3)      You should tell us what you’ll be telling us, but in a non-technical way.  For example, if you are presenting the “consistent cuts” paper, give some intuition into what a consistent cut is all about before trying to define the idea formally.  As you move into the formal material, remind us of this intuition and show us how the formal definition captures the intuitive one.  Your job is to make the formalism seem natural.  If you are talking about a systems result, try and talk about the thing the authors are doing from a high level – why did this excite them, and the community?  What was the key question they were interested by, and what was their “angle”?

4)      Now, perhaps 10 to 15 minutes into your “slot” you’ll get to the more detailed material.  This is where you might briefly explain a formalism and present a theorem and its proof, or lay out the major architectural pieces of a system and explain how they were put together.

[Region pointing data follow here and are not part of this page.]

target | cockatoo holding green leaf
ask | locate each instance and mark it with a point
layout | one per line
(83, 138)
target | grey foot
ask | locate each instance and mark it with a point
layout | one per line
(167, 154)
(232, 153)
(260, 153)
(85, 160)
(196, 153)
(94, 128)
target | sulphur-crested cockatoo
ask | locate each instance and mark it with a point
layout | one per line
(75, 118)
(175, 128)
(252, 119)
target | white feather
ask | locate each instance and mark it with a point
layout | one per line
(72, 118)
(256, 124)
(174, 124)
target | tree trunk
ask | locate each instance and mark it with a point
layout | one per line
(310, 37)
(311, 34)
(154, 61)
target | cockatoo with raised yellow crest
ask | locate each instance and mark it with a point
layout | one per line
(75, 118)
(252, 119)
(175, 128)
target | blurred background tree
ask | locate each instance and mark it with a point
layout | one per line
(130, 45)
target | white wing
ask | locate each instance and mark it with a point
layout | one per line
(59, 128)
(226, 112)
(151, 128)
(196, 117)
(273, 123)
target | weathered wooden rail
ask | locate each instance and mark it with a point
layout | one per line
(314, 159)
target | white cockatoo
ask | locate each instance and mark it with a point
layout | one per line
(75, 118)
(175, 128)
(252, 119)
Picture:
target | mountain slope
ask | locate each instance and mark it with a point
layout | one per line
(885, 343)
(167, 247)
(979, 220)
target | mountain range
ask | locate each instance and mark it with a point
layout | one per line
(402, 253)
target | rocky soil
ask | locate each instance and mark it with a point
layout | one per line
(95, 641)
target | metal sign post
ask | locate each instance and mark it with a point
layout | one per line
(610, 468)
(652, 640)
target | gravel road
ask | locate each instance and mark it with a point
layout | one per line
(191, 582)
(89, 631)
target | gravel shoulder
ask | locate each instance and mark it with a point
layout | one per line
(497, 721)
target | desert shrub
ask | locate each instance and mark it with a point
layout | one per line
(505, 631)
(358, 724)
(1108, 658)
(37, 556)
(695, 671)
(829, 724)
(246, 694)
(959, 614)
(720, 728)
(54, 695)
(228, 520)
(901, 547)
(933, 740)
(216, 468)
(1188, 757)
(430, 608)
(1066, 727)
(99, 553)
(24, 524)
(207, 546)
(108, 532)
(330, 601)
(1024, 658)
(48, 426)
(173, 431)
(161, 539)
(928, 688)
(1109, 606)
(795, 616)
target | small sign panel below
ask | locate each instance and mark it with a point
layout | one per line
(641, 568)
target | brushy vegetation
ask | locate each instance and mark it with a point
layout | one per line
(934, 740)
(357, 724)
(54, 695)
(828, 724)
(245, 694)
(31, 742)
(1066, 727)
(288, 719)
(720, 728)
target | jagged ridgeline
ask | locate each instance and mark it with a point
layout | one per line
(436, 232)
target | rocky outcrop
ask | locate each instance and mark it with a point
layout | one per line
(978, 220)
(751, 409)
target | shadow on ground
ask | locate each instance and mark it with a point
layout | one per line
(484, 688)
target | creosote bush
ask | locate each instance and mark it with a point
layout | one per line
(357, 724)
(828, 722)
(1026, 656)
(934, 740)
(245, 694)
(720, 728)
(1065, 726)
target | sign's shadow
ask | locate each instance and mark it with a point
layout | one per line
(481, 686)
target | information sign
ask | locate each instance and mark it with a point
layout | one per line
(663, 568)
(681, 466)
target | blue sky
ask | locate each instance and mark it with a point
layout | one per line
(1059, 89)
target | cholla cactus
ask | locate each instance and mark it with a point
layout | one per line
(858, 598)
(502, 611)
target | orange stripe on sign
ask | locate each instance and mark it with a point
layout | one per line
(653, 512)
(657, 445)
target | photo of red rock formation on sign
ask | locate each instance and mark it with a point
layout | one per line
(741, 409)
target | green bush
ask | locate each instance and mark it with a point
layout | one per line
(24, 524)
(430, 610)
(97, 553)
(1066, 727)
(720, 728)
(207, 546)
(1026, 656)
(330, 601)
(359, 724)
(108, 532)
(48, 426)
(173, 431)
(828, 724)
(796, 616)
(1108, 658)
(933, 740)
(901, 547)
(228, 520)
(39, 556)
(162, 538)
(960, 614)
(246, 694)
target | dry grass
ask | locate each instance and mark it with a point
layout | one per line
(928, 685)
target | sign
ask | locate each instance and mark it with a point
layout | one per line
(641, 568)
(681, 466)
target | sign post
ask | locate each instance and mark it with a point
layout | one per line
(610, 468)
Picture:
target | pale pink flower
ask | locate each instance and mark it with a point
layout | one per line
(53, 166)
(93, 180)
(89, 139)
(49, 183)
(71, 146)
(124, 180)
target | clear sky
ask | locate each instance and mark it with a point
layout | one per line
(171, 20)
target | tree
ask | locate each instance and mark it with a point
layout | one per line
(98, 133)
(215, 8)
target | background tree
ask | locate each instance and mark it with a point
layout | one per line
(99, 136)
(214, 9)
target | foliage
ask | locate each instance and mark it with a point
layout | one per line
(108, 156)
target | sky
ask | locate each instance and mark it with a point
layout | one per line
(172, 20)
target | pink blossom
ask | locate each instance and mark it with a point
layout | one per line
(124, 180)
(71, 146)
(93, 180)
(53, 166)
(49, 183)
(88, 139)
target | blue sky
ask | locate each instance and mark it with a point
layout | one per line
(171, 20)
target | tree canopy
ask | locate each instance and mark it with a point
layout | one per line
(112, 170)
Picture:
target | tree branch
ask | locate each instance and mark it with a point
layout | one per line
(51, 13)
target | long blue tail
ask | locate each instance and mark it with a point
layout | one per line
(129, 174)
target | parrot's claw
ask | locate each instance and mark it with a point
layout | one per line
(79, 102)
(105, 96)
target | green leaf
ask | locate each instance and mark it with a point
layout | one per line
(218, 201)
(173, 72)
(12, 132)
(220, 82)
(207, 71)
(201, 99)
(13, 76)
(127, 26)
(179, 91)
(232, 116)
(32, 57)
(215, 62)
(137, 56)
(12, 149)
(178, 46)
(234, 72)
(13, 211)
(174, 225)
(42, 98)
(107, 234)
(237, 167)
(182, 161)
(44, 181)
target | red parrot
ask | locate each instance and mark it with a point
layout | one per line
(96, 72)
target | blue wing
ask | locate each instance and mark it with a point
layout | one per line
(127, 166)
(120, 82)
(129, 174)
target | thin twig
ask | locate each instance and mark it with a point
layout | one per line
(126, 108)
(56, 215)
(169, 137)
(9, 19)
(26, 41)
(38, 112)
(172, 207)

5)      In the second half of the technical part of your talk, you might illustrate the way that a proof works using a small example, or present the experimental data associated with a systems paper.  Systems people tend to be nearly obsessive about experimental data.  It should be presented lovingly with attention to the insights that can only be gained by really building something and putting it through its paces.  Where are the fundamental costs in an approach?  How well does it scale?  Are their little warts and hidden problems that the data reveals?

6)      In the final part of your talk, you should wrap things together by reminding us what the original premise of the paper you presented was, how the authors attacked the problem, and what the data revealed about the limitations and successes of their approach.  Express your opinions at this stage.  For a theory talk, try and put the results back into the broader context.  Do they say something broad and powerful, or is the main insight narrow?

Your talk will need to be on Powerpoint slides (or some similar system, if you prefer something else).  Powerpoint makes suggestions about font sizes but in fact you can certainly pack more on a slide than is possible using the intial choices.  Keep in mind that your audience has to be able to read the slides when projected on a screen at a sensible size!  Either make plastic slides, or have your material on a laptop that can connect to the overhead display system. 

PLEASE DON’T MAKE US WAIT 10 MINUTES WHILE YOU FIDDLE WITH CONNECTIONS AT THE START OF CLASS.  COME EARLY AND MAKE SURE YOUR DISPLAY SETUP WILL WORK.  DO IT THE DAY BEFORE IF POSSIBLE.

People who have never given formal talks before often make one of two kinds of mistakes: they estimate their own pace incorrectly, or they simply make far too many slides.  Generally, figure that you can cover one slide with text on it per minute.  About half of your material should be graphics or illustrations of some sort – people get bored with endless text.

So, for a 45 minute talk, you would probably make up something like 30 to 35 slides of actual text and an addition 10 to 15 that are mostly pictures you’ll explain during the talk.  Often you can copy some of this material right out of the online versions of papers or from the web site of the author.  However, we probably won’t have a network connection in the lecture room, so your slides do need to be self contained.

A fast speaker who is comfortable in front of a group and familiar with her slides could perhaps use as many as 60 slides for a 45 minute talk.  But she would need to have relatively little text on each slide to get away with this. 

Feel free to stray from the papers I’ve suggested.  But do read the papers I suggested.  It may be wise to start reading them two weeks early, since many are tough, high-content papers with a lot of meat to them.  People attending the class really should read them too, but probably will do so the day before your talk and won’t have time to really pick away at the material and think hard about it.  So your job is to take them to a deeper level of understanding than they will have gotten in reading the papers quickly over a few beers.  And their job is to have read the papers carefully enough to contribute to a spirited discussion in class.